Czujnie oczekiwać, pójść, podjąć ryzyko, opowiedzieć o pięknie: to są gesty miłości. Dobry Pasterz, który w Boże Narodzenie przychodzi, aby dać owcom życie, w Wielkanoc skieruje do Piotra, a przez niego do nas wszystkich, pytanie końcowe: „Czy Mnie miłujesz?” (J 21,15). Od odpowiedzi zależeć będzie przyszłość owczarni. Dziś w nocy jesteśmy wezwani, by odpowiedzieć, i aby Jemu powiedzieć: „Miłuję Cię”. Odpowiedź każdego ma istotne znaczenie dla całej owczarni.

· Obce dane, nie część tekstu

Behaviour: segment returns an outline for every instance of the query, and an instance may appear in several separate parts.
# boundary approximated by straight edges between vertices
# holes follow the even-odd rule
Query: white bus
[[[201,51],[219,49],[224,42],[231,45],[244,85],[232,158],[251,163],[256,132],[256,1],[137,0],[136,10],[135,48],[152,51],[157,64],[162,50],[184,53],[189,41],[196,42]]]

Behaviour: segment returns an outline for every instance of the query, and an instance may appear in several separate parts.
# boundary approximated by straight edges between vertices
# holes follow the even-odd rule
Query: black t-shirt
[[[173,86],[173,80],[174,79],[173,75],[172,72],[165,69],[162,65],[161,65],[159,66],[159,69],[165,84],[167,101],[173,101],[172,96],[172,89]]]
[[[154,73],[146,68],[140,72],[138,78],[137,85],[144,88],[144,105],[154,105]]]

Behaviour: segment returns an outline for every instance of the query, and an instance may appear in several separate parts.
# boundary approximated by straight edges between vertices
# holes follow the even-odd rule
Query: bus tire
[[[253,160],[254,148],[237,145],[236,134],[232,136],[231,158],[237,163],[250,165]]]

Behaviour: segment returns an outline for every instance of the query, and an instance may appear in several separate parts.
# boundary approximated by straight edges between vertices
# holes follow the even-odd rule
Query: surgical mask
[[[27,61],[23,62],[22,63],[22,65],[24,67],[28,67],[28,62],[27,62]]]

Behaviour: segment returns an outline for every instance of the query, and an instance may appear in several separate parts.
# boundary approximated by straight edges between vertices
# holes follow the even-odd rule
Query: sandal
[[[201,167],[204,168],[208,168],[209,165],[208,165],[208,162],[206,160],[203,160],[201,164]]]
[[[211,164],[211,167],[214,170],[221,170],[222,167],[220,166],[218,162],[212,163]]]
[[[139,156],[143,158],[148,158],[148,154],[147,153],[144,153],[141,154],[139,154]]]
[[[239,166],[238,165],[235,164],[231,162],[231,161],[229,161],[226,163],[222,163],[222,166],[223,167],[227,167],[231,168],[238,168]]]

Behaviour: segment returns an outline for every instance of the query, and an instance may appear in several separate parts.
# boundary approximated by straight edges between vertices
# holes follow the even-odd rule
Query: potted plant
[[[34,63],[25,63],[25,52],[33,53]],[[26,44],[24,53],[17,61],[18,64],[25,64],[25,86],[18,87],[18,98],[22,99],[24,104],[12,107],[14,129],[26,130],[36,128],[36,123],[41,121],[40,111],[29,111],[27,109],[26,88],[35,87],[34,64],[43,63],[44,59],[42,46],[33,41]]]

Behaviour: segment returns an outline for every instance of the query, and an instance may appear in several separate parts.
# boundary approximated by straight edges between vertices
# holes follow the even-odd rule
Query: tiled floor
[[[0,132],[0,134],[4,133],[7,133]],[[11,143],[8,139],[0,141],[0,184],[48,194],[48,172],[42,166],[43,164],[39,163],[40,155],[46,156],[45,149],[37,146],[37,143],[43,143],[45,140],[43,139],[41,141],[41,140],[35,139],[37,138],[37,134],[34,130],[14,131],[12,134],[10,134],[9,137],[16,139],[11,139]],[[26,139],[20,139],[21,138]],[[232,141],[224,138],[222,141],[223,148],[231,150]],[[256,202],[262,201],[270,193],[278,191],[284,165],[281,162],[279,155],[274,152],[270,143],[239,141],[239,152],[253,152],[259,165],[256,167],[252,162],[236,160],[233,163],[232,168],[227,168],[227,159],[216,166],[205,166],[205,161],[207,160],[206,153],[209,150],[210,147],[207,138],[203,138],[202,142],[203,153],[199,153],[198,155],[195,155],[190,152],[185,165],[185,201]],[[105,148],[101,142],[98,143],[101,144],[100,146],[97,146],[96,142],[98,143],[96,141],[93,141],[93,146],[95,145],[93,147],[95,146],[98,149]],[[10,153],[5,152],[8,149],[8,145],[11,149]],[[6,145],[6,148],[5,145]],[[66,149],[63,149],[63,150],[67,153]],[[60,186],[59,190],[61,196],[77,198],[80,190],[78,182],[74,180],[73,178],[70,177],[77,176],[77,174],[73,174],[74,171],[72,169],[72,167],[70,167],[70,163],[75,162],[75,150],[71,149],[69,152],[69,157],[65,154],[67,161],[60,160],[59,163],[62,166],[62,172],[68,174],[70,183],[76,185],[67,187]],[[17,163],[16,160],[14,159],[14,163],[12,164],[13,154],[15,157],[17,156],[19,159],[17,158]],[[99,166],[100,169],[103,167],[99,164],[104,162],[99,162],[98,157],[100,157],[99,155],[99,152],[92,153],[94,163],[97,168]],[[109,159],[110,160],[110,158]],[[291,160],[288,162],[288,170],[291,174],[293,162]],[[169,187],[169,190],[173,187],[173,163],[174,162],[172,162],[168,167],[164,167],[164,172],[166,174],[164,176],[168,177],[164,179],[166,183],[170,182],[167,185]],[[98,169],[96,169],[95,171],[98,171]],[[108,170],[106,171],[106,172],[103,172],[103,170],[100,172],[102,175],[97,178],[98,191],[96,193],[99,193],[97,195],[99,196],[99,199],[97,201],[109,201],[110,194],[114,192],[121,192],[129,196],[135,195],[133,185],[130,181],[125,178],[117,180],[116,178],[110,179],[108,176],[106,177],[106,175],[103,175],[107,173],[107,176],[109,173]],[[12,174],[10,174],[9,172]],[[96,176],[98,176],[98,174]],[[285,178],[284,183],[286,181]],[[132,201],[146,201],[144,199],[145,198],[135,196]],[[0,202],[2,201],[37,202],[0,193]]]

„Pójdźmy do Betlejem” (Łk 2, 15): tak mówili i uczynili pasterze. Również my, Panie, chcemy przybyć do Betlejem. Droga, także i dzisiaj prowadzi pod górę: trzeba pokonać szczyt egoizmu, nie możemy się zsunąć w jary światowości i konsumpcjonizmu. Panie, chcę dotrzeć do Betlejem, bo tam właśnie na mnie czekasz. I chcę uświadomić sobie, że Ty, złożony w żłobie, jesteś chlebem mojego życia. Potrzebuję delikatnego aromatu Twojej miłości, abym był z kolei chlebem łamanym dla świata. Weź mnie na swoje ramiona, dobry Pasterzu: miłowany przez Ciebie, będą mógł także i ja miłować i brać braci za rękę. Wtedy będzie Boże Narodzenie, kiedy będą mógł Tobie powiedzieć: „Panie, Ty wszystko wiesz, ty wiesz, że cię kocham” (J 21,17).